Caris Life Sciences logo

Data Scientist - Deep Learning (Hybrid)

Caris Life Sciences
Remote friendly (Irving, TX)
United States
Clinical Research and Development

Role Summary

Caris Life Sciences is seeking a creative, driven, and technically strong Data Scientist – Deep learning to join our Computational Pathology team. This role focuses on developing large-scale, generalizable machine learning models that learn rich representations from complex, high-dimensional data to support translational research and biomarker discovery. The successful candidate will play a central role in shaping Caris’s next-generation AI capabilities by designing scalable training pipelines, advancing representation learning approaches, and collaborating closely with scientific and clinical experts.

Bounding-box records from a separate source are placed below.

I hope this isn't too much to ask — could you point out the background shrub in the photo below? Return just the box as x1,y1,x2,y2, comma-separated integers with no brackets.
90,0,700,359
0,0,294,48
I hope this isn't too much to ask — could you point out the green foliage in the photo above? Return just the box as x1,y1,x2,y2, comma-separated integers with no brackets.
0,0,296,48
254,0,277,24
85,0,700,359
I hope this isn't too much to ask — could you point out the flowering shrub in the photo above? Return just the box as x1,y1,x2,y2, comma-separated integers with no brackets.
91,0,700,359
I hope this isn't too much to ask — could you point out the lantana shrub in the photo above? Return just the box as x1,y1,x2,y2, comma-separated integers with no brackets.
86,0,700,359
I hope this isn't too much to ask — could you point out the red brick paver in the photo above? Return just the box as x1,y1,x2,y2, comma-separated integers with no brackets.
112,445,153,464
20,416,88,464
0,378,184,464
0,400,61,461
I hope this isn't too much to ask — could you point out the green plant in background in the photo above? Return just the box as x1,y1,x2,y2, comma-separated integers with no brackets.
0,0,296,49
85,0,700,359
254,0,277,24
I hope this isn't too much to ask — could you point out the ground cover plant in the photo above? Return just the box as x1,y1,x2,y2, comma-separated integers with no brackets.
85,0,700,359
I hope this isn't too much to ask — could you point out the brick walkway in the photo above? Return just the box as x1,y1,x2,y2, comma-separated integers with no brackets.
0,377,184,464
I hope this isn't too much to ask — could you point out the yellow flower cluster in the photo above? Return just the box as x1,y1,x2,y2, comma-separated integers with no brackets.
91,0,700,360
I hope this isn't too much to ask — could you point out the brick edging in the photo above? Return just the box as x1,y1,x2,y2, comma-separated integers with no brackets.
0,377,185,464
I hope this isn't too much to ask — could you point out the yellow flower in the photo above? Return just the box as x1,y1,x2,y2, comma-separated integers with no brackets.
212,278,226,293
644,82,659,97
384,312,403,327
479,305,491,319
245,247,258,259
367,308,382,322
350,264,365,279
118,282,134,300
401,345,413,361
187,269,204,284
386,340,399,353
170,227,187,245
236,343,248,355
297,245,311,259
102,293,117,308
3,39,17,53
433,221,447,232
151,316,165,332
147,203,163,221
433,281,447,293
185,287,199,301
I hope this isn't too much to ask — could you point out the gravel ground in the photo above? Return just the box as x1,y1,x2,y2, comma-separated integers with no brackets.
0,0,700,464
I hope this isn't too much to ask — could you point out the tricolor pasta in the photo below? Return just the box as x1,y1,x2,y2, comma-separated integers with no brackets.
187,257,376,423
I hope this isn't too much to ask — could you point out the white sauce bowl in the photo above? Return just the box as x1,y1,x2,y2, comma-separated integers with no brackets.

This position is ideal for individuals with a strong background in deep learning, transformer-based architectures, and computational pathology, who are excited about building foundation-level modeling frameworks rather than task-specific solutions.

Responsibilities

  • Design, train, and evaluate foundation-style machine learning models that learn robust and reusable representations from large-scale datasets.
  • Develop and maintain scalable model training infrastructure using PyTorch and distributed training paradigms (e.g., multi-GPU and multi-node setups).
  • Train and adapt transformer-based architectures for representation learning across diverse data sources.
  • Apply self-supervised, weakly supervised, and representation learning techniques to leverage partially labeled or unlabeled data.
  • Build flexible modeling frameworks capable of integrating multiple data sources and heterogeneous signals.
  • Collaborate with pathologists, scientists, and engineers to ensure models are biologically meaningful and aligned with translational research goals.
  • Process, curate, and analyze large, complex datasets using efficient and reproducible workflows.
  • Support exploratory analyses, downstream modeling, and internal research initiatives using learned representations.
  • Contribute to internal technical documentation, research outputs, and long-term modeling strategy.
  • Follow best practices in software engineering, experiment tracking, and collaborative model development.

Qualifications

  • Required: PhD in Computer Science, Data Science, Computational Biology, Bioinformatics, Engineering, Mathematics, or a related quantitative field with exposure to biological or medical data.
  • Required: 0–4 years of experience applying machine learning or deep learning in research or industry settings (postdoctoral experience acceptable).
  • Required: Strong understanding of deep learning model training, optimization, and evaluation.
  • Required: Hands-on experience with transformer-based models, including both language-focused and vision-focused architectures.
  • Required: Proficiency in Python and PyTorch.
  • Required: Hands-on experience with distributed training (e.g., PyTorch DDP, multi-GPU or multi-node workflows).
  • Required: Experience working in Linux environments and using Git for version control.
  • Required: Ability to work with large datasets and complex data pipelines.
  • Required: Strong written and verbal communication skills.
  • Preferred: Background in computational pathology or experience working with large-scale imaging data.
  • Preferred: Experience training large representation models or foundation models.
  • Preferred: Familiarity with self-supervised and representation learning techniques, such as contrastive learning, DINO-style approaches, or related methods.
  • Preferred: Experience working with multiple data sources in unified modeling frameworks.
  • Preferred: Experience with cloud-based machine learning environments, including distributed training workflows (e.g., AWS, SageMaker).
  • Preferred: Strong engineering mindset with attention to reproducibility, scalability, and model robustness.
  • Preferred: Background in biomedical, translational, or applied research environments.

Additional Requirements

  • Physical Demands: This position requires extended periods of computer-based work, along with collaboration with subject matter experts and business partners in person or via remote conferencing.
  • Travel: Periodic travel may be required.